Der folgende Artikel ist im Fundraiser-Magazin Ausgabe 2-2016 erschienen und gibt die Meinung des Autors Matthias Daberstiel wieder.
Face-to-face-Fundraising wird gern von den Medien als Angriffsziel für eine kritische Berichterstattung mit dem Thema Fundraising genutzt. Im Gegensatz dazu ist der Wunsch der Vereine, diese Methode anzuwenden, grösser denn je. Dabei ist alles eine Qualitätsfrage. Eine der erfolgreichsten, aber auch investitionsintensivsten Methoden für die Neuspendergewinnung ist das Face-to-Face-Fundraising. Mittlerweile können die spezialisierten Agenturen in dem Bereich die Nachfrage nicht mehr decken. „Vor zehn Jahren mussten wir die Vereine noch überzeugen, Face-to-Face-Fundraising auszuprobieren. Heute müssen wir leider vielen Vereinen absagen“, fasst Nadine Sachse, früher selbst Fundraiserin und heute Prokuristin und Leiterin Personal und Qualitätsmanagement bei der Berliner Agentur talk2move, die aktuelle Lage in Deutschland zusammen.
Doch viele Agenturen, wie auch talk2move, wollen nicht weiter expandieren. „Das Wachstum würde zu Lasten der Qualität gehen, und das ist in unserem Job extrem kontraproduktiv“, warnt Sachse.
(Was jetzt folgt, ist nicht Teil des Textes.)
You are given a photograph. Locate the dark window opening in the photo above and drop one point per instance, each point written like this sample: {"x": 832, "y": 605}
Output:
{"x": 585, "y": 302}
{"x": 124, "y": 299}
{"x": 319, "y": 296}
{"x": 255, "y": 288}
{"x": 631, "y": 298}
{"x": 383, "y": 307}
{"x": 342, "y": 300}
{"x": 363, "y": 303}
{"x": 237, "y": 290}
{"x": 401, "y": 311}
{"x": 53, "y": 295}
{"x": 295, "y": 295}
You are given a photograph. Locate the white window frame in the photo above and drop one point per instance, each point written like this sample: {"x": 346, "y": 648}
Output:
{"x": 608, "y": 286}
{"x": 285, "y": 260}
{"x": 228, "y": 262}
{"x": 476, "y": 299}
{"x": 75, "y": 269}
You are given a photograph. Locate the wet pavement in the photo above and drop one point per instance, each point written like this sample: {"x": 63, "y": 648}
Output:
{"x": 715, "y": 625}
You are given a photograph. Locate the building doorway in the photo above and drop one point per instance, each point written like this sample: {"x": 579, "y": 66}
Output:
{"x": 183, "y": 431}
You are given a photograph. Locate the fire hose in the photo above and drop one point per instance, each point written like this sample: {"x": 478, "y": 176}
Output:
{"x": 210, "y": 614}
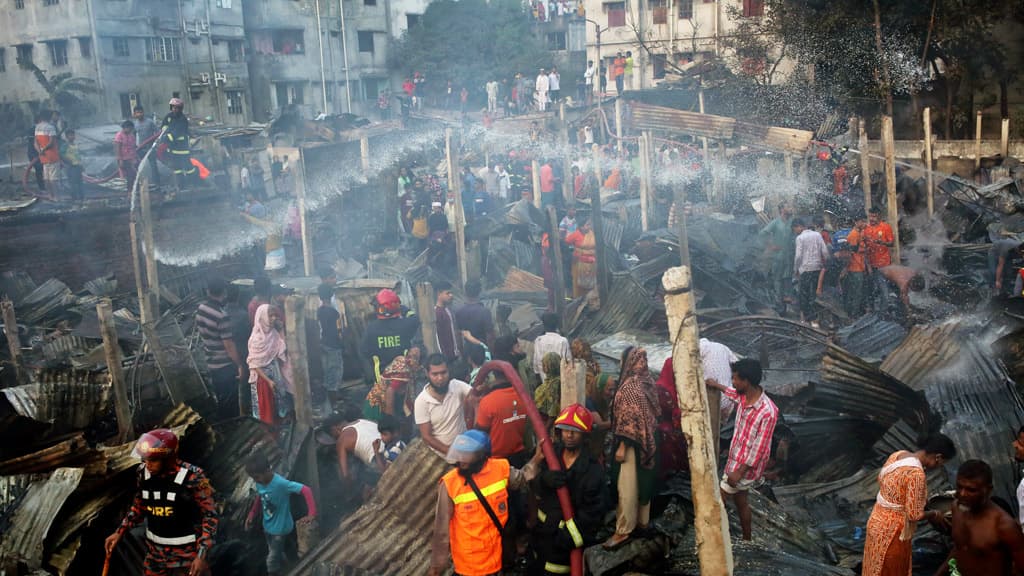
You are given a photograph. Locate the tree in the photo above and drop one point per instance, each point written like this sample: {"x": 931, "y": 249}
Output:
{"x": 67, "y": 92}
{"x": 471, "y": 42}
Ähnlich sieht das Robert Buchhaus von der Face2Face Fundraising GmbH aus Wien: „Ein Fundraiser kann einen sehr guten Mailingtext 100 Mal oder auch eine Million Mal drucken lassen und verschicken. Ein sehr guter Teamleiter kann aber nur fünf bis zehn Dialoger über ein paar Wochen gut betreuen und schulen – aber nicht gleich ein paar Tausend.“ Die Wachstumsgeschwindigkeit der Agentur sei da einfach begrenzt. „Selbst wenn ich morgen 1000 willige Kandidaten habe, die ich in ein T-Shirt stecke und an die nächste Ecke stelle, werden die sehr wahrscheinlich nicht erfolgreich. Für die Agentur also nur Kosten“, bringt es Buchhaus auf den Punkt. Insider sogar von verbrannter Erde, die Agenturen ohne Qualitätsanspruch in Deutschland hinterliessen und auch ihre Auftraggeber damit in ein schlechtes Licht rückten.
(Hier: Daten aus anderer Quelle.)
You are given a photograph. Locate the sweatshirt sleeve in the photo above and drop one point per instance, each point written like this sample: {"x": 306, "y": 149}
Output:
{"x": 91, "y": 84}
„Wir arbeiten vernünftig, überreden nicht, sondern führen ein freundliches Gespräch über Inhalte“
„Für mich ist es wichtig, dass sich die Menschen in den Fussgängerzonen nicht bedrängt fühlen. Es muss klar sein: Wir arbeiten vernünftig, überreden nicht, sondern führen ein freundliches Gespräch über Inhalte“, fasst Dirk Sabrowski, Geschäftsführer des Uno-Flüchtlingshilfswerks, zusammen. Er arbeitet hauptsächlich mit der Berliner Agentur DialogDirect zusammen. Das braucht gut ausgebildetes Personal. Die Schweizer Agentur Corris beschäftigt jedes Jahr rund 1000 Dialoger. Von den über 10 000 Bewerbungen im Jahr 2015 wurden aber nur 1000 Personen rekrutiert. Zehn Prozent der Bewerber übernimmt auch Buchhaus in seiner Agentur. Starke kommunikative Grundfähigkeiten, Positivität, emotionale Belastbarkeit und Kontaktfreude seien nur einige der geforderten Kriterien für eine Einstellung. „In der Schweiz muss man auch noch die jeweilige Landessprache in den Einsatzregionen fliessend beherrschen“, ergänzt Bernhard Bircher-Suits, Leiter Marketing & Communications bei der Schweizer Agentur Corris. Auch die Fitness sei wichtig, weil die Dialoger viel auf den Beinen sind.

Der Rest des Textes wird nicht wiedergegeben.